To be lost in the rhythm of your turns as you float over the groomers, amongst the trees or through the powder — to me, this movement defines my ski bum journey. I ski by myself, for myself. I reach out with my legs and my heart, feeling for answers in the snow. And then I embrace the wintry surface, pulling my skis towards my center, my heart.

Over and over again, we repeat this rhythm, getting lost in the dance with the surface of the snow. Whether it is the rhythm of the turns or each stride while we skin, with each repetition of the movement we become one with the mountain, floating toward the peace and salvation, through the rhythm of our movements, we are flying.

Over the water

As a rower in college and a flat water canoeist all my life, I have found the peace of floating over the water. With each stroke, I can feel the water gliding under my canoe. As I release the paddle from the water, the canoe begins to lighten and it floats gracefully along the surface of the water. Any falter in the rhythm of the stroke forces the canoe to sit heavy on the lake. When we find the perfect ratio of pull to recovery, the canoe seems to magically lift off the surface of the water. There is a sense of elevated calm, of nirvana, of peace. The tension drains from the mind and we are lifted away from the heaviness.

Over the earth

With the mountain as my backyard, I have found a new peace in the rhythm of my footsteps. There are moments when I feel as light as a deer, gently tapping the balls of my feet onto the rocky surface, as I run and hike through the woods. I am still learning, but I recognize these moments. They are familiar to me from years of playing in snow covered woods. And when I can find myself floating through the woods, I know it is the rhythm of my steps that has taken me to this place of peace. Each stride, each step, pulling me closer to a something of which I know not, but know just the same. There is magic in the movement.

Internal peace through movement

Throughout time, philosophers have been fascinated with internal peace. For many, it is holding the body still, freeing the individual to focus on the patterns within the mind. But for me, this stillness makes me frantic, like a mouse caught in a cage. I race about, searching desperately for a pattern, a rhythm, a movement that will free my mind. I need a rhythm, a dance, a song to make my soul take flight. To be making turns through the powder, to be paddling across a lake, to be running through the woods. These are the things where I can float; these are the things that bring me peace. And I could not be more grateful to have found myself in a place where movement is part of life.

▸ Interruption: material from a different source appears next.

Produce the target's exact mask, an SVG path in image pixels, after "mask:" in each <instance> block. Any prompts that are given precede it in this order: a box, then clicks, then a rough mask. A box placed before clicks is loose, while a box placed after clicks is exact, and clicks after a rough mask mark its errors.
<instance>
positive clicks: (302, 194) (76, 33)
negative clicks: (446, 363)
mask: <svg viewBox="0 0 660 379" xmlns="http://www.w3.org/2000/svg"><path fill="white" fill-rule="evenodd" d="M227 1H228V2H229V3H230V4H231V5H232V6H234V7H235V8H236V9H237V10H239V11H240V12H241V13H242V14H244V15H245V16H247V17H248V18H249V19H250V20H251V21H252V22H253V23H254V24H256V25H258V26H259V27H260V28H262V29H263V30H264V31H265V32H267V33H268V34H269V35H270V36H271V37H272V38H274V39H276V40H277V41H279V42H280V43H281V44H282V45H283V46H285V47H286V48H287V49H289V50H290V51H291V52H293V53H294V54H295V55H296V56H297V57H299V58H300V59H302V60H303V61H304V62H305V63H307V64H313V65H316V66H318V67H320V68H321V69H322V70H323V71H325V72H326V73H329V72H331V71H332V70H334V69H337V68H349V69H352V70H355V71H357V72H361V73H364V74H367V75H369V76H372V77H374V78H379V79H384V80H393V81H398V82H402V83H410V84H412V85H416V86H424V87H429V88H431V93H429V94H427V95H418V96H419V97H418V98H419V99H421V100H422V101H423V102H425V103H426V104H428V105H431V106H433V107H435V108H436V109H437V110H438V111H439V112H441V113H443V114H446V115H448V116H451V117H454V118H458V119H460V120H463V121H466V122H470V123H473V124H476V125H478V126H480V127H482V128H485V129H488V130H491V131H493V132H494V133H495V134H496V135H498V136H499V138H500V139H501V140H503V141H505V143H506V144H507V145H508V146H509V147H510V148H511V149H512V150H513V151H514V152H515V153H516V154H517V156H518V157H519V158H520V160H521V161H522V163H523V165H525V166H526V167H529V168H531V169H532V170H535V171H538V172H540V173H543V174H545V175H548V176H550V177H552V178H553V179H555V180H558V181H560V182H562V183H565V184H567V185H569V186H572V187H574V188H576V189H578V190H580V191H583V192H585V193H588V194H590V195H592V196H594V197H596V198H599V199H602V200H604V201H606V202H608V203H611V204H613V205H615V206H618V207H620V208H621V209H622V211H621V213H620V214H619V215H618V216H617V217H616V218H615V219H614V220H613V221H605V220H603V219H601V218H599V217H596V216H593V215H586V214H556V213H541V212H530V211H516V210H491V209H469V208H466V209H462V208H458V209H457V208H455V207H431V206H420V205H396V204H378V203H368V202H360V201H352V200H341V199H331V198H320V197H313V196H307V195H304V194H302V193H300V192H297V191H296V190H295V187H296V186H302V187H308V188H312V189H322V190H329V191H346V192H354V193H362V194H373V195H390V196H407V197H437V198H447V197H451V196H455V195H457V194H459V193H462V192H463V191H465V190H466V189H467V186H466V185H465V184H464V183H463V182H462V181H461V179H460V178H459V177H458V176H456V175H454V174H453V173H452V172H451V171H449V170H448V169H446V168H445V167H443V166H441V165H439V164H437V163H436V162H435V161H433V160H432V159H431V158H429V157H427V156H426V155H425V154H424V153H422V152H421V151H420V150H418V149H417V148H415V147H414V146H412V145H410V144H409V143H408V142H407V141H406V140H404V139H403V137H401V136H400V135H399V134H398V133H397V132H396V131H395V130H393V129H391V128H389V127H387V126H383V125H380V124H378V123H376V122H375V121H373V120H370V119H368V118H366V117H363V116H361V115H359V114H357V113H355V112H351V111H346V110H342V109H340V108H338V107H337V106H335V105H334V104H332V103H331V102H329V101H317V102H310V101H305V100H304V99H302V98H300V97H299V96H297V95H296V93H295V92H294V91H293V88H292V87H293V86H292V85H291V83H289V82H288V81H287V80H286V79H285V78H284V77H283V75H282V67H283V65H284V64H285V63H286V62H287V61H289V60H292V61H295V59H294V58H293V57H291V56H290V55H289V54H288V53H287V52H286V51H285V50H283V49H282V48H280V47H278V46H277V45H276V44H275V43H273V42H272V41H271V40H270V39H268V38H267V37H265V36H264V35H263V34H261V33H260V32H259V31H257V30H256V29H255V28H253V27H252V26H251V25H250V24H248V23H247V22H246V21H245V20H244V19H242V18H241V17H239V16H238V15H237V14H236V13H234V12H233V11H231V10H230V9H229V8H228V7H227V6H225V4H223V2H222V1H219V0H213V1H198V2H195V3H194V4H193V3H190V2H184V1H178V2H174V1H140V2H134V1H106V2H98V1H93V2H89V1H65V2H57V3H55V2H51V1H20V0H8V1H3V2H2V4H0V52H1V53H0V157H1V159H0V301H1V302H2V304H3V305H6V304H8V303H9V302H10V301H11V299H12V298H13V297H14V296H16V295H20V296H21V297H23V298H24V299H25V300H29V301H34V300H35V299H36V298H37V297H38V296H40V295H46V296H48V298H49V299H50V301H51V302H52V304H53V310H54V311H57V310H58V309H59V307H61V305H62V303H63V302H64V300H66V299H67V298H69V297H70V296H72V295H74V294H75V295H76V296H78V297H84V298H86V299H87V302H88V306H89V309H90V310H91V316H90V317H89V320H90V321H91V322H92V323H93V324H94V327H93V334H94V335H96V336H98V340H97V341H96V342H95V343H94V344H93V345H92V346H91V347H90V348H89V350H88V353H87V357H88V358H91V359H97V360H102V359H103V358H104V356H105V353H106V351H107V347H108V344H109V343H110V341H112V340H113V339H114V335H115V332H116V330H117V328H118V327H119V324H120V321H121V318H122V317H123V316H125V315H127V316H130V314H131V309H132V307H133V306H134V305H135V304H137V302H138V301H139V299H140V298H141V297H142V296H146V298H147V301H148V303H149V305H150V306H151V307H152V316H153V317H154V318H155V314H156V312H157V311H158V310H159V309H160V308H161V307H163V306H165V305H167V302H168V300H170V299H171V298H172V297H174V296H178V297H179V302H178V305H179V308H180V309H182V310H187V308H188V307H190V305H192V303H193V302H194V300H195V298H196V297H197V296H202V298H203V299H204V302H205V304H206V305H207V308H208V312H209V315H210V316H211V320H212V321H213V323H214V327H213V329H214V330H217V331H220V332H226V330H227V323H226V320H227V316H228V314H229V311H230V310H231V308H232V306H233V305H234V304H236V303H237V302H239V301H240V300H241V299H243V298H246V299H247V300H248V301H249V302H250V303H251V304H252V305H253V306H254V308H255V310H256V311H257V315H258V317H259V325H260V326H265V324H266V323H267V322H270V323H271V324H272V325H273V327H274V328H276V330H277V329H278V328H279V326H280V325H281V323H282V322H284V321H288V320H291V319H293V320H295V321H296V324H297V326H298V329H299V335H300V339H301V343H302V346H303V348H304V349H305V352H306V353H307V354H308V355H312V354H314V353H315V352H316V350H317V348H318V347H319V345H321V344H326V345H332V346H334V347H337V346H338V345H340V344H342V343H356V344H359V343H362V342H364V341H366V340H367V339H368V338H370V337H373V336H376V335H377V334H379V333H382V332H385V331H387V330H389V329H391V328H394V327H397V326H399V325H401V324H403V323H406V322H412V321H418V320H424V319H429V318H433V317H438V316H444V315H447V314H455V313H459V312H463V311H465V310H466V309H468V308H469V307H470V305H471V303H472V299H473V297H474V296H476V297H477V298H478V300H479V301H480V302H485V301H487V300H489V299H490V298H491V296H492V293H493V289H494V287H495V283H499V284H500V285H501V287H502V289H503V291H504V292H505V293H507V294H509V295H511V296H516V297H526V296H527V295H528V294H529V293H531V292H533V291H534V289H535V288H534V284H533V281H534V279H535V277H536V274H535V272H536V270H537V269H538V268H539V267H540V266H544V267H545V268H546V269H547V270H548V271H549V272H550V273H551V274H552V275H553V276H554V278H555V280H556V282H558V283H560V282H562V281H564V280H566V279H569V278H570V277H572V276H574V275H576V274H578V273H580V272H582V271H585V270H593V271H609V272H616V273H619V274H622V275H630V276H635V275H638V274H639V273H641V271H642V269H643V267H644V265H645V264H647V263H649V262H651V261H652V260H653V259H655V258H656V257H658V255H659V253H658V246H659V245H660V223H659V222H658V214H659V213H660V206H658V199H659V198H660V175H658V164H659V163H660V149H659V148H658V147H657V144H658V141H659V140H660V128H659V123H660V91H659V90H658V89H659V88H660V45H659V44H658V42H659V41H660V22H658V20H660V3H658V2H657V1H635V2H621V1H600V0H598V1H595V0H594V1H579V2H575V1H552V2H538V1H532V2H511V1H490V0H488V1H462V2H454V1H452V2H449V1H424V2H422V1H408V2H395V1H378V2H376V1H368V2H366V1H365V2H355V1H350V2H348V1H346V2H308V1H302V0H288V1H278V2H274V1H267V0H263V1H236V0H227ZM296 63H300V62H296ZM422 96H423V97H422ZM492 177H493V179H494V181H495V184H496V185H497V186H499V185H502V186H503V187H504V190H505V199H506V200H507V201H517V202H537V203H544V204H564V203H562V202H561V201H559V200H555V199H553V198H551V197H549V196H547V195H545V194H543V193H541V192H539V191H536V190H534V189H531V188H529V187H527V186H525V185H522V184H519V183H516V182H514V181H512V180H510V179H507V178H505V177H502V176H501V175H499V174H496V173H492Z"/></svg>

Everyone here embraces some form of the active lifestyle, whether that is skiing or snowboarding, paddling or fishing, shoveling or gardening, running or hiking — we all love our natural landscape here and celebrate it every day. From the moment I found Killington, I really could not have imagined myself living anywhere else.

Thank you to everyone who has been reading my column these past few years. I cannot express how grateful I am and I hope to deliver more stories, adventures and deep thoughts in the year to come.

May you find the spirit of the mountains in your soul and may you have more days on snow this next year than you did in 2022. Happy New Year!